# Justin's Feelings About Kourtney Are Pretty Clear



## kozykitten (26 Dez. 2015)

Okay, we know what you're going to say, but this actually sounds pretty normal and healthy. Which, for a story about this guy and one of the Kardashians, may come as a bit of a shock.

So, "trumor" has it that Justin Bieber and Kourtney Kardashian have been hooking up, and it's apparently been going on for a while now. They're both famous and both number among The Beautiful People, so really the only surprise was that they were able to keep it a secret for any period of time at all.

People reports that Justin's having fun and reveling in his fling with this paragon of MILFs:

"He has had a huge ego boost from hooking up with Kourt. It's been going on for a few months. He is used to being swooned by young girls that have nothing else going on. Kourt is a hot mom with a career. e brags about how hot she is. He is happy while it lasts. Even if she is using him to get back at Scott, he couldn't care less."

Now, you might not be thinking that this is a recipe for a long and love-filled relationship. And yeah, it probably isn't.
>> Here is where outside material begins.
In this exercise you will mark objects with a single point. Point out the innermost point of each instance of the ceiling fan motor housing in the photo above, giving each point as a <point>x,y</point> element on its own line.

It does sound like a good relationship for two people to have a lot of fun and enjoy some happiness. Not everything has to end in a wedding, you know. And no, that doesn't mean that Justin's just using her, either -- this definitely sounds like a two-way street.

Some single moms just wanna have fun.


----------



## Marcel_9696 (13 Sep. 2016)

Echt tolle das ist eine tolle Frau


----------